The data list includes a check box that is selected if the current multicast transfer is finished. It also includes a Reset Stats button that you can click to clear all of the metrics in order to begin monitoring multicast statistics from a new point in time.

Security/TLS Configuration Panel

This section lets you configure TLS or SSL data encryption for both user and agent connections. There are four different levels of encryption that can be set for both users and nodes. These are described below. The properties in this section also let you configure the TCP/IP socket listener address and port for TLS connections.

TLS On Agent: Allows the encryption level to be set to one of four values, as described (in order of security level) below:

  • Forbid TLS for agents: Only unencrypted connections are allowed for nodes (that is, agents) authenticating to this server. If the agent attempts to initiate encrypted communication, the connection attempt is rejected. This is the least secure of the encryption levels and is only recommended for installations where encryption is forbidden because of legal or policy restrictions, or where the performance benefits of disabling encryption outweigh security concerns.

  • Allow TLS on the agents: default to falling back to unencrypted: Specifies that the server defaults to unencrypted communication, but the agent can optionally enable encryption.

    This is the default setting for the Orchestration Server. More secure installations might require a setting to one of the higher levels below.

  • Allow TLS on the agents; default to TLS encrypted if not configured encrypted: The server defaults to using encryption, but the agent can optionally disable encryption.

  • Make TLS mandatory on the agents: The Orchestration Server rejects any connections that do not establish TLS encryption.
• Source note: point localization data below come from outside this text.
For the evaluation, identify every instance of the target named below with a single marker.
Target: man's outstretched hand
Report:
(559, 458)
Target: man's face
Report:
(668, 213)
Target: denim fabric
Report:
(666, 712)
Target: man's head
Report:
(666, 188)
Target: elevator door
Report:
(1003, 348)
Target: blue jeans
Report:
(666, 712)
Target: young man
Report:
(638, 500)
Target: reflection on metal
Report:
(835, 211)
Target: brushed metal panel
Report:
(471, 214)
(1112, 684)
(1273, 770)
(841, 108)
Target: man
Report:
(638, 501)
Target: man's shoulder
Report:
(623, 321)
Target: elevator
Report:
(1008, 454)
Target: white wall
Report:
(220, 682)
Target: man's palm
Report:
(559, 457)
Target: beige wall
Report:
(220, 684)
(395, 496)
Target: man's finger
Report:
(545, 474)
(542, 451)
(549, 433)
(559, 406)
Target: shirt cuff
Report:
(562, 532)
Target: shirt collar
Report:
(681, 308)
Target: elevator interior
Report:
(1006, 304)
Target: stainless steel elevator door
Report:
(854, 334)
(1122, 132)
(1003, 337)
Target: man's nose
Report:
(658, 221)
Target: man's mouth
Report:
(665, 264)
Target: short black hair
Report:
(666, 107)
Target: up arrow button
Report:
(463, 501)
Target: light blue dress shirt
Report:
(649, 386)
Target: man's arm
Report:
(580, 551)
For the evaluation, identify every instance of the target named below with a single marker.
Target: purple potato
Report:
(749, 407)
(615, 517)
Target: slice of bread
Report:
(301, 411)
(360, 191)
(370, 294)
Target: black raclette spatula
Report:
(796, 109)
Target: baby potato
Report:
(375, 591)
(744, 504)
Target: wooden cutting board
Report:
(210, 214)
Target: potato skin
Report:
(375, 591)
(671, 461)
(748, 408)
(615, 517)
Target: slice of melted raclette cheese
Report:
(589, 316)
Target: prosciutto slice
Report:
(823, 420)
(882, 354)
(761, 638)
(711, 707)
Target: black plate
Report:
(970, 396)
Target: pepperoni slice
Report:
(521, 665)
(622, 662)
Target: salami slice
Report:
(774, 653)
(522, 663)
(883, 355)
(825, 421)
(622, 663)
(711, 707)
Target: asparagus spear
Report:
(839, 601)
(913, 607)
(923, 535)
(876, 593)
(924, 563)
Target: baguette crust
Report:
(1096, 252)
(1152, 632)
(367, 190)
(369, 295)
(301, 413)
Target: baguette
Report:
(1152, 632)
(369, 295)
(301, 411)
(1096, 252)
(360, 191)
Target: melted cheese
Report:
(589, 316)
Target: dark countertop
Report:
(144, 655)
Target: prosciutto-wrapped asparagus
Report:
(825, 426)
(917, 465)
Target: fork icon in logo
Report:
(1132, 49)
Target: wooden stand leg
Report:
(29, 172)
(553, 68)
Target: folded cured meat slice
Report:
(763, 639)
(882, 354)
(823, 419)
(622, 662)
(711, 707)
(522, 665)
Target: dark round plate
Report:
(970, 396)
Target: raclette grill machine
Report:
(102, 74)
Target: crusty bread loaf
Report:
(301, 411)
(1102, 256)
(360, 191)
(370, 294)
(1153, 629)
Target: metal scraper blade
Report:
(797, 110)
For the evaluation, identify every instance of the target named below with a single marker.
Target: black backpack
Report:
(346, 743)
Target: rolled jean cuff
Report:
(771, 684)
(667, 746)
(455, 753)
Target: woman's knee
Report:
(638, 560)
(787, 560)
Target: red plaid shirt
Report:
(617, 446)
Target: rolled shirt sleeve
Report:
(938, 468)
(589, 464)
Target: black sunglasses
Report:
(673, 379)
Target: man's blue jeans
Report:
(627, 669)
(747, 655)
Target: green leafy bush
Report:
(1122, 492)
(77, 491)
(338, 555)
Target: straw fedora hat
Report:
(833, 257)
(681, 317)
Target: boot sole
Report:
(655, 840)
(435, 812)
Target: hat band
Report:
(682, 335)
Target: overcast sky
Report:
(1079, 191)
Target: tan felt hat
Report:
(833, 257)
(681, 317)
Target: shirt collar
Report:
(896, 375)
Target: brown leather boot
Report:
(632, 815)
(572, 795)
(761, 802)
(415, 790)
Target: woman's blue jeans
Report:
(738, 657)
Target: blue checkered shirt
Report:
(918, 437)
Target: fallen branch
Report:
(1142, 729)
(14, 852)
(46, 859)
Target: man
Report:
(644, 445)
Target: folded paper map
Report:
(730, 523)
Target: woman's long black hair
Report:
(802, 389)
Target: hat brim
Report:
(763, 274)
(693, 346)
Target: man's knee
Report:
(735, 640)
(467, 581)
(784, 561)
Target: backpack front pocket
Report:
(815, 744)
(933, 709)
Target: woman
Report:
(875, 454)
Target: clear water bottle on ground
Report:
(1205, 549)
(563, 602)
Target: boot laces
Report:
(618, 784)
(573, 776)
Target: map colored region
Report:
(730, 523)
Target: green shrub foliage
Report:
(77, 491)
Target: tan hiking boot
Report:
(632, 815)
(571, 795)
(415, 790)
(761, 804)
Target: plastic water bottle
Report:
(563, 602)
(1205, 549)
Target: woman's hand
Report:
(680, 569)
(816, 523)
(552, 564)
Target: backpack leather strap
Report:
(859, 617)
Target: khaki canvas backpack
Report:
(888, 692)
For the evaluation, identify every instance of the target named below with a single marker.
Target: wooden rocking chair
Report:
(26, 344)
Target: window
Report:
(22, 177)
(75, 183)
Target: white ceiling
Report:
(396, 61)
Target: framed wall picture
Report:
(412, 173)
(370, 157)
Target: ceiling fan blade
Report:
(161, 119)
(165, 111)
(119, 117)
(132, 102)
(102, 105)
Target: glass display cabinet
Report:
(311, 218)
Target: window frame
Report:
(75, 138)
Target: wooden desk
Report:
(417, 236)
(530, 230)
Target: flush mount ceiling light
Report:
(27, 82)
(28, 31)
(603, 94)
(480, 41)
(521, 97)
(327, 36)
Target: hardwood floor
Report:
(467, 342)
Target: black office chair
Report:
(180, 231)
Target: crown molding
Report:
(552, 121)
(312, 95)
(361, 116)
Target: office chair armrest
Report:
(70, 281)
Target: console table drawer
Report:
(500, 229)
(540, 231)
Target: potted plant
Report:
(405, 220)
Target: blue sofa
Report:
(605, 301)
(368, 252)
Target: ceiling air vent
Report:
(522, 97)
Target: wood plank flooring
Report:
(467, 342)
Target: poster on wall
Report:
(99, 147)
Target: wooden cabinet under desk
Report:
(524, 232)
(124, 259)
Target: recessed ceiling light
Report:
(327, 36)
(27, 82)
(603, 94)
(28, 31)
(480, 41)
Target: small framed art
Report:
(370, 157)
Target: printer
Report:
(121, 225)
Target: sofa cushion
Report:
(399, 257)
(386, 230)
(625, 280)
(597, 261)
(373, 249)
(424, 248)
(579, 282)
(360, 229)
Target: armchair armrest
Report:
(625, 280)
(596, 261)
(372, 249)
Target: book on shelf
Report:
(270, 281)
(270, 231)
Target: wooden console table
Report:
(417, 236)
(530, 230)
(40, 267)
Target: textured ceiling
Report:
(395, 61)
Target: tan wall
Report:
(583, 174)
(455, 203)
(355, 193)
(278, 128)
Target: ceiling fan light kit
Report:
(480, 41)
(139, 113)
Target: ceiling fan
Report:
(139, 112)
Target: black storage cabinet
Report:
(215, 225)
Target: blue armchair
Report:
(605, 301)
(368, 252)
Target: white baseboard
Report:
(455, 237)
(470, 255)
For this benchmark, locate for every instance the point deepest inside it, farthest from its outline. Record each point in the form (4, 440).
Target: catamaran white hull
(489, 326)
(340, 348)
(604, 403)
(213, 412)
This is the most secure encryption level because it ensures that all message communication between the node (that is, an agent) and the server is protected from tampering or interception.

TLS On Client: This setting allows the encryption level to be set to one of four values, as described (in order of security level) below.

  • Forbid TLS for clients: Only unencrypted connections are allowed for users of this server. If the user or client attempts to initiate encrypted communication, the connection attempt is rejected. This is the least secure of the encryption levels and is only recommended for installations where encryption is forbidden because of legal or policy restrictions, or where the performance benefits of disabling encryption outweigh security concerns.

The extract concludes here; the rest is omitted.